A Co Kildare woman has compiled a portfolio of artwork based on her impressions of life in the State’s Magdalene laundries and mother and baby homes.
Fiona Gordon (19), from Prosperous, produced the works based on her understanding of her mother’s adoption at just two months old from Sean Ross Abbey in Roscrea, Co Tipperary. The pieces were completed using materials such as charcoal and fabrics.
Ms Gordon decided to explore themes of maternal separation and adoption as part of her portfolio of art work at the Ballyfermot College of Further Education in Dublin.
The work of Catherine Corless brought to light 796 children's death certs relating to the home in Tuam. Here are all of their names #CBLive pic.twitter.com/oipboNTUNF
— RTÉ ClaireByrneLive (@ClaireByrneLive) 6 March 2017
The works depict documents including adoption papers, coffin orders, birth certificates and pinafores that would have been associated with the institutions.

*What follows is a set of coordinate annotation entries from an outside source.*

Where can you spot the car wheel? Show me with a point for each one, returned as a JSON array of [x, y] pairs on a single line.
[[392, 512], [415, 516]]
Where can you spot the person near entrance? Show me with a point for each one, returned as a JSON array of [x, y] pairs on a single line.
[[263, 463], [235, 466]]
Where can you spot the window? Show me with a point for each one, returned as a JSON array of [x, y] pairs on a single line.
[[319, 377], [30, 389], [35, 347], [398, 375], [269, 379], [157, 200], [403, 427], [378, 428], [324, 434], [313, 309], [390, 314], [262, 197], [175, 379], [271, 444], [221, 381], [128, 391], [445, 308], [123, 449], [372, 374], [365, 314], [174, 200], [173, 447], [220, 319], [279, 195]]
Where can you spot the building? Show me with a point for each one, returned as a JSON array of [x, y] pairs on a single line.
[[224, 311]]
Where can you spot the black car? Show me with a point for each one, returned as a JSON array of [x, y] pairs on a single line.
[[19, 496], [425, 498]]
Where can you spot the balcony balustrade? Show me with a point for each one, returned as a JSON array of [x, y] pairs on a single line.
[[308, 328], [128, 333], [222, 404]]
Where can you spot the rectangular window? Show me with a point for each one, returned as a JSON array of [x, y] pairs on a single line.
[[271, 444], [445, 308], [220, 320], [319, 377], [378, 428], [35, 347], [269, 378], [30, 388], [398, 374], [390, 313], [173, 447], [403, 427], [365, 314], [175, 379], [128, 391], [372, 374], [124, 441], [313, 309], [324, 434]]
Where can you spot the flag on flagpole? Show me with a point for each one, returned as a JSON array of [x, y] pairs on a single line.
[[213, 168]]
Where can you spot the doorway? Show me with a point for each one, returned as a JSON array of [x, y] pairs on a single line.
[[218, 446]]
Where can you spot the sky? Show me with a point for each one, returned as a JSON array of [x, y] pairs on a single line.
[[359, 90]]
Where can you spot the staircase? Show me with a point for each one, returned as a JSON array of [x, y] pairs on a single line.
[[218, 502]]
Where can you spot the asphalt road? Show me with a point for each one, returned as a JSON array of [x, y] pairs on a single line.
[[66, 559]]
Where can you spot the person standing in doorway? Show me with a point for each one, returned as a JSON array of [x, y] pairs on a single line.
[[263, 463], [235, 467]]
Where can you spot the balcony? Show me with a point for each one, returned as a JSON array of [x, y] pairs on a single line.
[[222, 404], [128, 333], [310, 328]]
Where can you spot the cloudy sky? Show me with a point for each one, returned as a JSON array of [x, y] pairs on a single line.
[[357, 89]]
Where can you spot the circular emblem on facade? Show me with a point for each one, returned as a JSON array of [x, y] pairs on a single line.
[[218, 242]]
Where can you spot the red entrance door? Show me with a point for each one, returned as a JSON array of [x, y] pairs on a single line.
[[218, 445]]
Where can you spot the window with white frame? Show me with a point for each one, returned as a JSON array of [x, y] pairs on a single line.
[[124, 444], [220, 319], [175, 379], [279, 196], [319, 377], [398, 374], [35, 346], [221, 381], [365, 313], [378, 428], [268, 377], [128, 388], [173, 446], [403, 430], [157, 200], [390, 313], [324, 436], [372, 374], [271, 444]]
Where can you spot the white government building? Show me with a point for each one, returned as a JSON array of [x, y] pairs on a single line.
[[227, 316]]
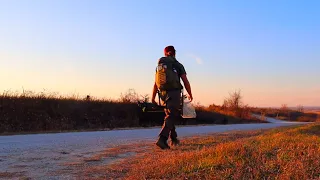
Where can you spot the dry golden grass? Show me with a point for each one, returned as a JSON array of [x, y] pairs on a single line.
[[283, 153]]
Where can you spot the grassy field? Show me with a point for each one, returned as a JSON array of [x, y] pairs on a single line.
[[282, 153], [289, 114], [30, 112]]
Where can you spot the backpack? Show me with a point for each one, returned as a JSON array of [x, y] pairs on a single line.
[[167, 76]]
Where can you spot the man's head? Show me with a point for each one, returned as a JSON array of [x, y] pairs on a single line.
[[169, 51]]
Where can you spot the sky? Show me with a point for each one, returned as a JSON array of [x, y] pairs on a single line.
[[269, 50]]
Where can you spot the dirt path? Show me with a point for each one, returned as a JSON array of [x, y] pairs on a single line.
[[64, 155]]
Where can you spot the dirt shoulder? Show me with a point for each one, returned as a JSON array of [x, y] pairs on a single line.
[[286, 152]]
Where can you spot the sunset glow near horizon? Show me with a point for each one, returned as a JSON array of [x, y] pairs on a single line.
[[270, 50]]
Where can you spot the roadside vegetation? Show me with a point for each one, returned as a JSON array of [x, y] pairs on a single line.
[[281, 153], [30, 112], [285, 113]]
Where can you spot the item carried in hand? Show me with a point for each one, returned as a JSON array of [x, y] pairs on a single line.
[[188, 111]]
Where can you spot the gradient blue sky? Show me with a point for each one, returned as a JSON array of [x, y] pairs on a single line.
[[268, 49]]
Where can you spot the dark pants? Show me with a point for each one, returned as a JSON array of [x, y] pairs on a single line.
[[172, 101]]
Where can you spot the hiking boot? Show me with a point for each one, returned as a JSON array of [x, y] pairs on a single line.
[[175, 142], [162, 143]]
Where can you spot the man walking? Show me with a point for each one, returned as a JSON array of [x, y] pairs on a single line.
[[167, 82]]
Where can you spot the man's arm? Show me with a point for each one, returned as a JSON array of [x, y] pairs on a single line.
[[154, 93], [187, 85]]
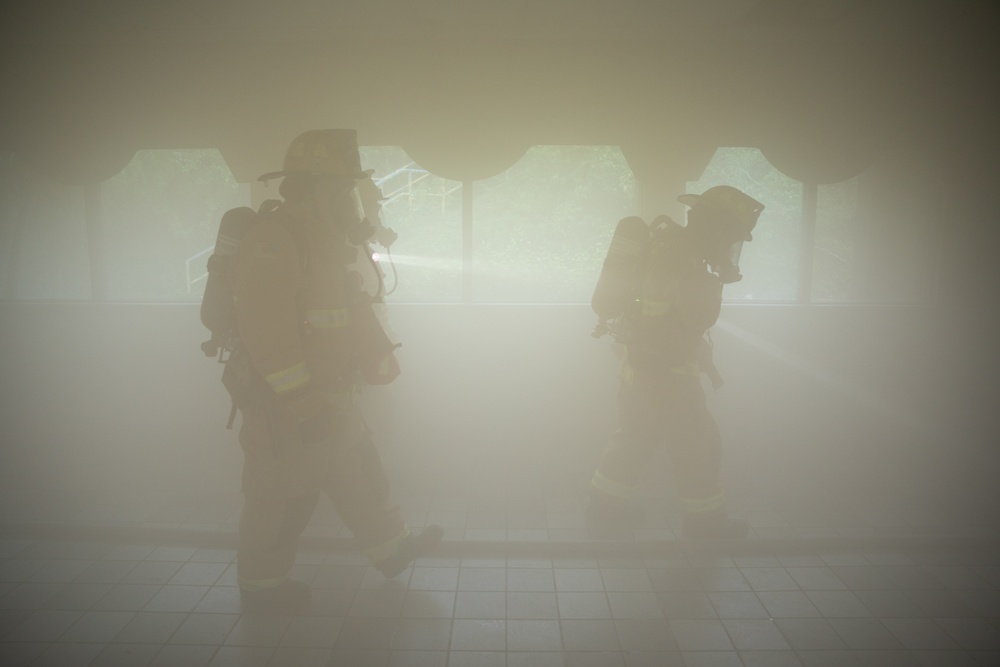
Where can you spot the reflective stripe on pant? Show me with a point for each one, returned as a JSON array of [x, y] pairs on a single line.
[[666, 409], [282, 482]]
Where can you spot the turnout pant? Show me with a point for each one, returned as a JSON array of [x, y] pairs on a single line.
[[283, 480], [666, 408]]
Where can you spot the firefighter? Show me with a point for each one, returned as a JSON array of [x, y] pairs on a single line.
[[310, 336], [661, 287]]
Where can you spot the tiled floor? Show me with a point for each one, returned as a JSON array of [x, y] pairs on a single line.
[[520, 581], [135, 571]]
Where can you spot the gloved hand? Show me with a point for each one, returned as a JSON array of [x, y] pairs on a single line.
[[380, 371], [309, 409]]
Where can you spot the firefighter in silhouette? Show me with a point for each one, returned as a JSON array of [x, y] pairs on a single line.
[[659, 293], [311, 339]]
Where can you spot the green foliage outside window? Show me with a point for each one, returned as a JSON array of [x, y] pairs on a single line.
[[540, 230]]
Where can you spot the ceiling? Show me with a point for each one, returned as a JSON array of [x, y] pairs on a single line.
[[467, 85]]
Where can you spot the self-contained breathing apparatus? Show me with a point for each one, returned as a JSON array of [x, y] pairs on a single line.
[[316, 153], [719, 222]]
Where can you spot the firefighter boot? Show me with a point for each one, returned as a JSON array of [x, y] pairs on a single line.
[[713, 526], [288, 597], [604, 511], [411, 549]]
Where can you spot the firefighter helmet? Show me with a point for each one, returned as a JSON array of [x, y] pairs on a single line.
[[322, 153], [729, 203]]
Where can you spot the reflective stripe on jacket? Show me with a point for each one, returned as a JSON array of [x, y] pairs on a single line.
[[290, 284]]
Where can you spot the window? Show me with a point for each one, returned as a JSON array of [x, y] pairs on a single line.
[[542, 228], [770, 262], [773, 263], [536, 233], [425, 262]]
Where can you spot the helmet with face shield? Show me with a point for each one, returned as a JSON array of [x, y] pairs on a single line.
[[722, 219], [325, 165]]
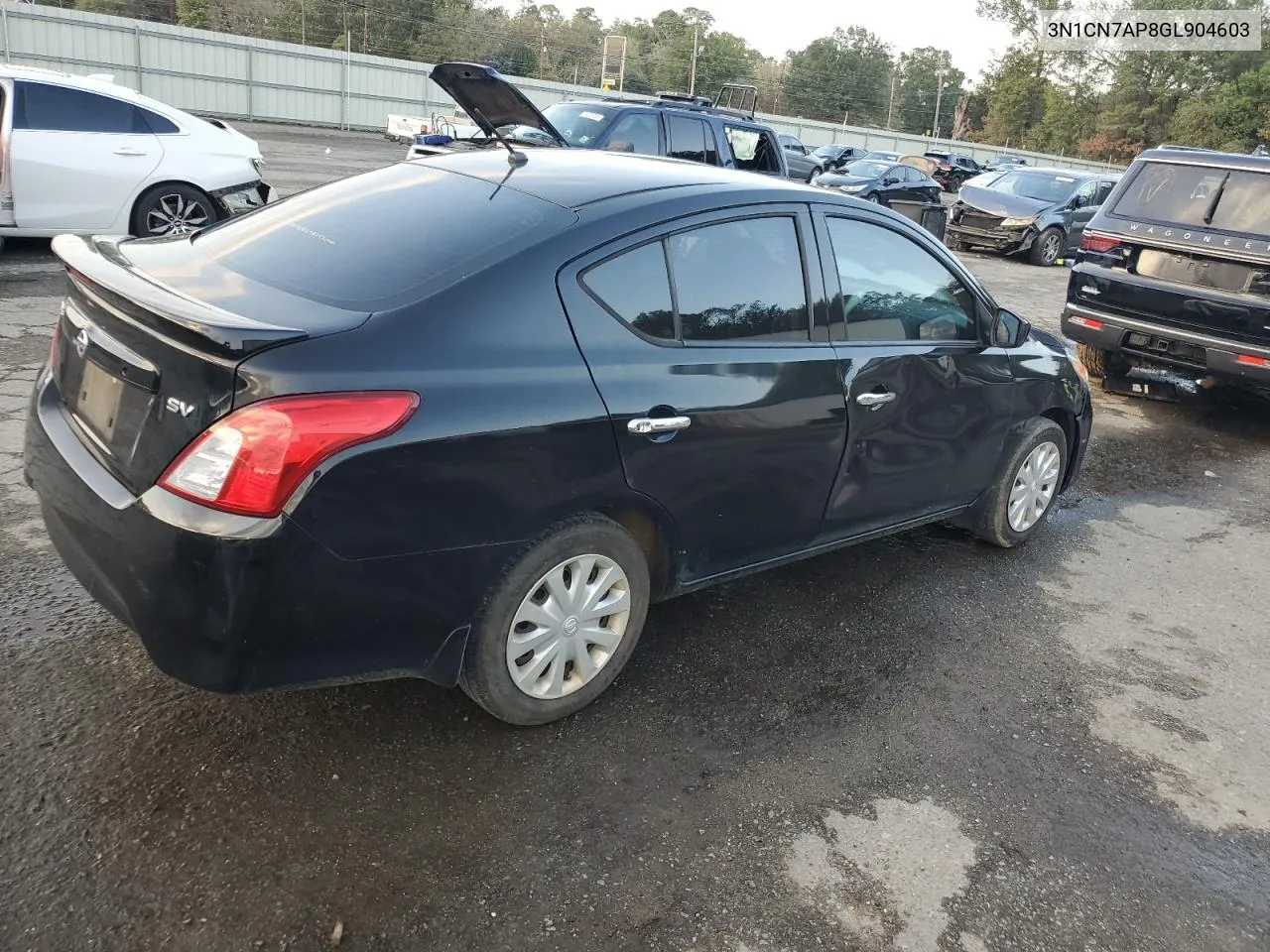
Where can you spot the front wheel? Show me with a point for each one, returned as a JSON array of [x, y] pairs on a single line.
[[1021, 499], [1047, 248], [561, 625], [172, 209]]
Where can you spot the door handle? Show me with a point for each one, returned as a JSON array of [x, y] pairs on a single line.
[[651, 425], [874, 400]]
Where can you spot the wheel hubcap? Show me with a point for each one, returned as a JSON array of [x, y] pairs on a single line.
[[1034, 486], [570, 626], [175, 214]]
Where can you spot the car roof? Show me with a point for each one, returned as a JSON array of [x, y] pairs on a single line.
[[572, 178], [729, 116], [91, 84], [1196, 157]]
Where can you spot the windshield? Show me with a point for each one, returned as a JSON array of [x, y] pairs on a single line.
[[1044, 186], [866, 169], [578, 123], [1199, 197]]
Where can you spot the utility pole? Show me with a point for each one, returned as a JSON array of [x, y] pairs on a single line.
[[693, 71], [939, 95]]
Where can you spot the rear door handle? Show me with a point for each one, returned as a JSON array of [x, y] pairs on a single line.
[[874, 400], [649, 425]]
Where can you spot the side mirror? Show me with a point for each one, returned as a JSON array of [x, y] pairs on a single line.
[[1008, 329]]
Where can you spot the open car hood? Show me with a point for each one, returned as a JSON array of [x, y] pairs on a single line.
[[921, 163], [1001, 204], [489, 99]]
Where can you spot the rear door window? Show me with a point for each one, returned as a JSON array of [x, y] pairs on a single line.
[[753, 150], [688, 139], [894, 291], [634, 132], [1199, 197], [740, 281]]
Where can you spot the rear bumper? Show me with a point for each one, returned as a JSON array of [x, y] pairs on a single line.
[[240, 199], [234, 604], [1192, 350]]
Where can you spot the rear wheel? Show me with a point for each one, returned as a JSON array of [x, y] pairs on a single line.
[[1098, 363], [561, 625], [1047, 248], [1026, 489], [172, 209]]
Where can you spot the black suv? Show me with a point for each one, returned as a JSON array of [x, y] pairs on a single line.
[[1175, 268], [952, 168], [721, 132]]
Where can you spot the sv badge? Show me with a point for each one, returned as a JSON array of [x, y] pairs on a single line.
[[180, 407]]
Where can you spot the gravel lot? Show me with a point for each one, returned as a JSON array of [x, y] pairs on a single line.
[[920, 744]]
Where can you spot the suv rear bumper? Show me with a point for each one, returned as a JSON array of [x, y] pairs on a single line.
[[1201, 353]]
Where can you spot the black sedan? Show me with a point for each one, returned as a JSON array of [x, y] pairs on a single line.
[[325, 442], [834, 157], [881, 181]]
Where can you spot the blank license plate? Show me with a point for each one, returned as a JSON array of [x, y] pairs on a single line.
[[99, 398]]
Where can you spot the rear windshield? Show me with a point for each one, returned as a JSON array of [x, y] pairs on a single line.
[[1199, 197], [381, 240], [1042, 185]]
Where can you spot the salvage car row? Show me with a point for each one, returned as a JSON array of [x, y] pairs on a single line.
[[246, 434]]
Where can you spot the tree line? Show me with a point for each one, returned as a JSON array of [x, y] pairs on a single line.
[[1100, 104]]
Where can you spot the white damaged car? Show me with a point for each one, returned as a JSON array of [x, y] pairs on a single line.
[[90, 157]]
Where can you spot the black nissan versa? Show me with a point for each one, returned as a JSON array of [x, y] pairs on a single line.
[[1175, 268], [321, 443], [1039, 212]]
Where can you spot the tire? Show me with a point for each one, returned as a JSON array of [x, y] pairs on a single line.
[[992, 521], [584, 542], [1100, 362], [1048, 248], [173, 209]]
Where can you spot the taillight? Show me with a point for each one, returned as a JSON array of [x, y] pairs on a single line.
[[53, 347], [253, 460], [1098, 243]]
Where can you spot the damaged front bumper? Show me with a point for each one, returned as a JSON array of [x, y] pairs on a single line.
[[240, 199], [1005, 240]]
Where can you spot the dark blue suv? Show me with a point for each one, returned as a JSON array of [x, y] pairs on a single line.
[[721, 132]]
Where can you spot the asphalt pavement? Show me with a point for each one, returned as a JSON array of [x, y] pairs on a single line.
[[920, 744]]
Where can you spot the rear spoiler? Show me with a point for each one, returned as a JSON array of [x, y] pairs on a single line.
[[100, 264]]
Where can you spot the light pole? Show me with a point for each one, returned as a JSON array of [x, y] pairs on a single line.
[[939, 96]]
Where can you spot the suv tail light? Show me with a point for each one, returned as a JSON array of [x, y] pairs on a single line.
[[1092, 241], [253, 460]]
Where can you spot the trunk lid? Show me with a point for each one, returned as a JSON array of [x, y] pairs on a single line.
[[143, 365], [493, 103]]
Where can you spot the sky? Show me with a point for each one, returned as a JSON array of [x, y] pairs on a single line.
[[792, 24]]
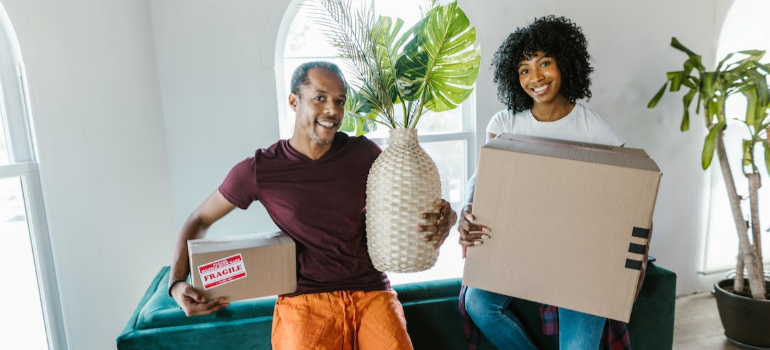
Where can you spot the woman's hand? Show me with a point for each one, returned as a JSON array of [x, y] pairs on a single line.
[[444, 220], [471, 234]]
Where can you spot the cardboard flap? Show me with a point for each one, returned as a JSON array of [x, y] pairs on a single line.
[[207, 245], [580, 151]]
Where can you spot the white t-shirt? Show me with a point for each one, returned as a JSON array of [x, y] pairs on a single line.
[[582, 124]]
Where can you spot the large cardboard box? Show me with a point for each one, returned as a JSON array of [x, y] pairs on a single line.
[[569, 222], [243, 267]]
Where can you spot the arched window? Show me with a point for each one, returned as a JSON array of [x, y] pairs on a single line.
[[745, 28], [448, 136], [32, 312]]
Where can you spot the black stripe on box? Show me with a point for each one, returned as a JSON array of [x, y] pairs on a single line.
[[634, 264], [641, 232], [636, 248]]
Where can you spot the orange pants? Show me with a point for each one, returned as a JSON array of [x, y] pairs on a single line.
[[341, 321]]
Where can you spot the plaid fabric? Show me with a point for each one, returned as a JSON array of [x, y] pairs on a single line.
[[614, 337]]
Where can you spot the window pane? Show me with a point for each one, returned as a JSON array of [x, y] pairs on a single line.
[[306, 42], [4, 158], [22, 325], [450, 158], [305, 38]]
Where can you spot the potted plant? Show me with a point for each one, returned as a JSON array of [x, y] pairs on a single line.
[[397, 76], [745, 313]]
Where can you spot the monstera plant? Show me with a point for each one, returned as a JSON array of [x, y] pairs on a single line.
[[399, 74], [738, 74]]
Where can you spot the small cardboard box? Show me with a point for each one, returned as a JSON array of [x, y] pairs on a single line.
[[243, 267], [569, 222]]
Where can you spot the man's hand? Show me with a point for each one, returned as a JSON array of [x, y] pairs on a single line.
[[444, 220], [194, 302], [470, 234]]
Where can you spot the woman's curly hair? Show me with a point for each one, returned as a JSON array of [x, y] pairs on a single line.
[[557, 37]]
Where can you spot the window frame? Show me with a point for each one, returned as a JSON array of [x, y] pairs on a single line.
[[15, 113]]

One of the pieces shows a young woman’s white pinafore with the names of mother and baby homes linked by threads to a baby’s pinafore inscribed with dates.
The names read “Lower Leeson Street”, “Bon Secours, Tuam”, “Sean Ross Abbey” and “St Gerard’s”, all mother and baby homes.
A second image shows a mother holding a baby to her breast superimposed on a birth certificate with the harp emblem and the word “Ireland”. A charcoal drawing of a small boy looking over the bars at the foot of his bed is also part of the collection.
A further piece depicts a chubby-cheeked infant on grass and playing with what appears to be a spoon. The charcoal drawing is superimposed on a classified advertisement headed “Children’s Home, Tuam – contract for coffins” which is noted and dated “Loughrea, 1932”.
Ms Gordon said her interest may have been sparked by her mother’s accounts of Sean Ross Abbey.
However, as her mother was so young when she was adopted, she said considerable research also went into the project.